The model was trained to take in athlete physical attribute data and identify whether or not an athlete will receive a medal based on their physical attributes. To train the model, we took the following steps:
- Split the preprocessed data into a training and testing dataset
- Create a StandardScaler instances
- Fit the StandardScaler
- Scale the data
- Resample the training data with the BalancedRandomForestClassifier
- Calculate the balanced accuracy score
We took additional steps to review how well the model performed:
- Display the confusion matrix
- Display the imbalanced classification report
- List the features sorted in descending order by feature importance
- We hope to further our analysis and find interesting correlations between the athlete's physical profile and the country's performance history.
- Attempted to add 'Year', 'City', and 'Season' from games table, but the added data reduced the accuracy score from 85% to 76%.

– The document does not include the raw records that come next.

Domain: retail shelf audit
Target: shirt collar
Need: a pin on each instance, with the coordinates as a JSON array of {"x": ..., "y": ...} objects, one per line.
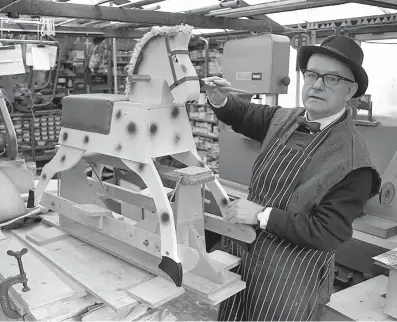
[{"x": 324, "y": 122}]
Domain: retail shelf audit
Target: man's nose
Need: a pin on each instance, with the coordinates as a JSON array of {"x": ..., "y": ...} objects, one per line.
[{"x": 319, "y": 83}]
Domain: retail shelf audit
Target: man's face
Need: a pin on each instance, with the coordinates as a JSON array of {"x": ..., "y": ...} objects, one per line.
[{"x": 322, "y": 100}]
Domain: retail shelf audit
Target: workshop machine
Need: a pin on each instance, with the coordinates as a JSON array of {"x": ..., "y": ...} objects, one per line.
[{"x": 15, "y": 178}]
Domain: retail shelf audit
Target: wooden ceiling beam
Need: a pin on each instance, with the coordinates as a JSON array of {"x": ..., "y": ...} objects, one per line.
[
  {"x": 275, "y": 7},
  {"x": 389, "y": 4},
  {"x": 74, "y": 31},
  {"x": 82, "y": 11}
]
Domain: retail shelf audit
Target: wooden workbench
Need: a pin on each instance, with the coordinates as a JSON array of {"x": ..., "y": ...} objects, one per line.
[{"x": 68, "y": 277}]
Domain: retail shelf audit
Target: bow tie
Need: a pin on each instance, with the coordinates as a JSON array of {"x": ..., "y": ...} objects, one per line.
[{"x": 311, "y": 126}]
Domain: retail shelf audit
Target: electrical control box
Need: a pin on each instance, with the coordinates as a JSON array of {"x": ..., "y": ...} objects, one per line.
[{"x": 258, "y": 64}]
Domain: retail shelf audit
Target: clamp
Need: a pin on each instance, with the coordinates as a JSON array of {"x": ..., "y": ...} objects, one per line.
[{"x": 10, "y": 281}]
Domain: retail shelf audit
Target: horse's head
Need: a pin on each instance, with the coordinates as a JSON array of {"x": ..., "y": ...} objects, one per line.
[{"x": 163, "y": 53}]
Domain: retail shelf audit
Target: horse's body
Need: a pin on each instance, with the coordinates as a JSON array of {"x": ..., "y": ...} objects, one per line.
[{"x": 150, "y": 122}]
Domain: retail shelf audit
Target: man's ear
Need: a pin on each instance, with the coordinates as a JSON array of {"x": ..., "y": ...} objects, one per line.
[{"x": 352, "y": 90}]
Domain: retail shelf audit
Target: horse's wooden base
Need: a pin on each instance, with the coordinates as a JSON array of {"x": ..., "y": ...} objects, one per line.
[{"x": 205, "y": 290}]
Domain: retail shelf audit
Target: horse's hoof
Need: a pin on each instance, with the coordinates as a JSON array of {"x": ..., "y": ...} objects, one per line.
[{"x": 173, "y": 269}]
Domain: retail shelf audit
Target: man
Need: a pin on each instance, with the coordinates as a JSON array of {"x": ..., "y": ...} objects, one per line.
[{"x": 311, "y": 179}]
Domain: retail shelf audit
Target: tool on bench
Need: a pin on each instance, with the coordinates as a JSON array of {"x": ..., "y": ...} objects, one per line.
[{"x": 9, "y": 282}]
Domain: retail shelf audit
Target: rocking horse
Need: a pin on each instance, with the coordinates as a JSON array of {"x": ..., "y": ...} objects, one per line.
[{"x": 128, "y": 132}]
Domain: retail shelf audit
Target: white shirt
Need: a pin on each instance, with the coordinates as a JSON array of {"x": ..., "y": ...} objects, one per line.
[
  {"x": 324, "y": 122},
  {"x": 263, "y": 216}
]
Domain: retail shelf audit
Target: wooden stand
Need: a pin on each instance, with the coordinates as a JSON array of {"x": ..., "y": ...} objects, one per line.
[{"x": 82, "y": 214}]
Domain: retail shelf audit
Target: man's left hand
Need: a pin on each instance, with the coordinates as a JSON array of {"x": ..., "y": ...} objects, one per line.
[{"x": 241, "y": 211}]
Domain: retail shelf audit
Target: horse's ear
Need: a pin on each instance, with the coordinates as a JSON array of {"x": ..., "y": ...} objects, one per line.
[{"x": 181, "y": 39}]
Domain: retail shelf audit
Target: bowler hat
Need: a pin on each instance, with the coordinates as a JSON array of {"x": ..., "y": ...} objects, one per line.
[{"x": 345, "y": 50}]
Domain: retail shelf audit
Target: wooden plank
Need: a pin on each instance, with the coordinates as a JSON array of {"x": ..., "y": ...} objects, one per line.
[
  {"x": 156, "y": 292},
  {"x": 388, "y": 259},
  {"x": 212, "y": 223},
  {"x": 390, "y": 4},
  {"x": 92, "y": 210},
  {"x": 362, "y": 302},
  {"x": 223, "y": 227},
  {"x": 105, "y": 314},
  {"x": 75, "y": 31},
  {"x": 73, "y": 10},
  {"x": 202, "y": 287},
  {"x": 274, "y": 7},
  {"x": 107, "y": 280},
  {"x": 191, "y": 175},
  {"x": 45, "y": 286},
  {"x": 46, "y": 236},
  {"x": 123, "y": 231},
  {"x": 224, "y": 260},
  {"x": 391, "y": 295}
]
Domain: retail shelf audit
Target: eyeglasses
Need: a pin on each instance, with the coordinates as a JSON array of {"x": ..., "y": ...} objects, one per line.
[{"x": 330, "y": 80}]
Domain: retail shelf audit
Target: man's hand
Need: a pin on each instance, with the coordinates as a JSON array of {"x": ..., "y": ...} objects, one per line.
[
  {"x": 214, "y": 92},
  {"x": 242, "y": 211}
]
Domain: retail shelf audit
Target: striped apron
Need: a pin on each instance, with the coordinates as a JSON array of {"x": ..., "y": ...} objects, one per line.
[{"x": 284, "y": 282}]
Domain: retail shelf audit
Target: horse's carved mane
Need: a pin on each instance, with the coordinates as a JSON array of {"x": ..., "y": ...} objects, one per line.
[{"x": 142, "y": 43}]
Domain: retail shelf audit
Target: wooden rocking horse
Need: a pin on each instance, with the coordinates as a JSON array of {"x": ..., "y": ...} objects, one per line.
[{"x": 128, "y": 132}]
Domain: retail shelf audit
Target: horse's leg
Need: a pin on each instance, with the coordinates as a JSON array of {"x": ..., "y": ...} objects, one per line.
[
  {"x": 65, "y": 158},
  {"x": 191, "y": 158},
  {"x": 170, "y": 262}
]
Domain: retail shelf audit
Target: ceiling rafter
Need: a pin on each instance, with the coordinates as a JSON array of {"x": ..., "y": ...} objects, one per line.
[
  {"x": 82, "y": 11},
  {"x": 275, "y": 7}
]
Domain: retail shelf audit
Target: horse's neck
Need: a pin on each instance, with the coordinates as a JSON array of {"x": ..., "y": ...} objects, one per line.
[
  {"x": 156, "y": 64},
  {"x": 154, "y": 92}
]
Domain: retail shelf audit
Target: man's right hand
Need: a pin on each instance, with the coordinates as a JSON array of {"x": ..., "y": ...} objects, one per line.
[{"x": 217, "y": 91}]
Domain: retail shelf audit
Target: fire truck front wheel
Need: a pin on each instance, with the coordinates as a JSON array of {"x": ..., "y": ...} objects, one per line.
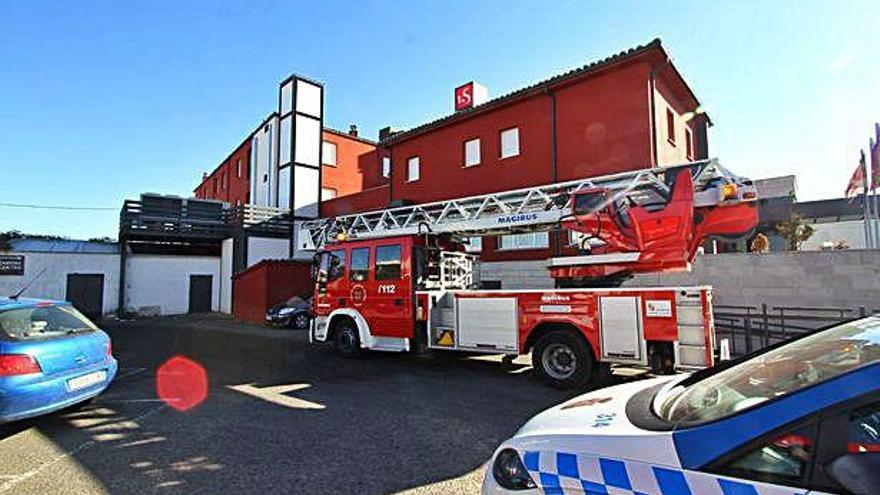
[
  {"x": 345, "y": 339},
  {"x": 561, "y": 359}
]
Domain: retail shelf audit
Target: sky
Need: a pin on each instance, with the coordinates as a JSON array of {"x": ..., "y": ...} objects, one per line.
[{"x": 101, "y": 101}]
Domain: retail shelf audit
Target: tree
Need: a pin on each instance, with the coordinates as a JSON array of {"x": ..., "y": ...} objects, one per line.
[{"x": 795, "y": 230}]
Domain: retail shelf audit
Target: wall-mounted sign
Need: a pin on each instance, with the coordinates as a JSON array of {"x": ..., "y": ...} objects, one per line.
[
  {"x": 661, "y": 308},
  {"x": 470, "y": 95},
  {"x": 11, "y": 264}
]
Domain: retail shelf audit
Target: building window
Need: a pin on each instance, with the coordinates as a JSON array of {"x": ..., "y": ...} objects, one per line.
[
  {"x": 412, "y": 169},
  {"x": 689, "y": 143},
  {"x": 510, "y": 142},
  {"x": 387, "y": 262},
  {"x": 328, "y": 156},
  {"x": 471, "y": 152},
  {"x": 670, "y": 126},
  {"x": 535, "y": 240},
  {"x": 474, "y": 244}
]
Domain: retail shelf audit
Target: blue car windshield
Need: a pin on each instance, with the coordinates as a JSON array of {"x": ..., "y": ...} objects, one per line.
[
  {"x": 42, "y": 322},
  {"x": 772, "y": 374}
]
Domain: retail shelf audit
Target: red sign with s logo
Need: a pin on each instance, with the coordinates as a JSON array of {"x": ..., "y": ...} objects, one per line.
[{"x": 464, "y": 96}]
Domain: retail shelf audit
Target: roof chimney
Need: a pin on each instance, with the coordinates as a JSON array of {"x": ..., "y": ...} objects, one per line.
[{"x": 386, "y": 132}]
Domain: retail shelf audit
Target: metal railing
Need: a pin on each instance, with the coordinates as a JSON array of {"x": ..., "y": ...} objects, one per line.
[
  {"x": 162, "y": 217},
  {"x": 750, "y": 328},
  {"x": 262, "y": 218}
]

- Attempted to add 'Year' and bin to reduce number of unique values, but struggled with data type changes in the model.
- Attempted to filter on Gender, but the added filtering reduced the accuracy score from 85% to 70%.
- Filtered by sport to view machine model learning accuracy for different sports. See results below.
- Gymnastics Athletes Balanced Accuracy Score: 91%
- Swimming Balanced Accuracy Score: 92%
- Athletics Balanced Accuracy Score: 87% - Note ML accuracy drops because there is greater variance in height and weight due to the variety of events in athletics compared to gymnastics and swimmings
- Gymnastics Athletes Balanced Accuracy Score: 85%
- Swimming Balanced Accuracy Score: 85%
- Athletics Balanced Accuracy Score: 71% - Note ML accuracy drops because there is greater variance in height and weight due to the variety of events in athletics compared to gymnastics and swimmings
- The recall on our training dataset indicates that our model can correctly determine if a gymnast has received a medal 91% of the time.
- The recall on our testing dataset indicates that our model can correctly predict if a gymnast will receive a medal 84% of the time.
- With an 85% balanced accuracy score on our testing dataset, we can conclude that on Olympic gymnast's physical features are correlated with whether or not they will receive a medal.
- Additionally, you can see our top 5 feature importance include Win Per Member, Team Wins, Height, Age, BMI, Weight for gymnastics athletes.
In our dashboard we feature a detailed analysis of gold medal winning teams and the association to the team’s average BMI.
From the pool of all Olympic Sports we follow twenty of the oldest and most popular olympic sports. From these sports we pick Gymnastics, Athletics and Swimming to compare (only Gymnastics included to Dashboard. Follow Tableau Public link to see other graphs).
-
Interactive graphs and dashboard were created in Tableau Public
-
Interactive map with three additional layers was created using javascript and Leaflet library. The original dataset was preprocessed and converted into GeoJSON files. A map presenting visualizations of countries Olympic achievements and outline of typical Olympic Medal Winner in certain country.
-
The dashboard also includes information on Machine Learning training and testing models used in our project including accuracy scores, f1 score and feature importance.
To create the final dashboard we will work with JavaScript, Leaflet, CSS and Bootstrap.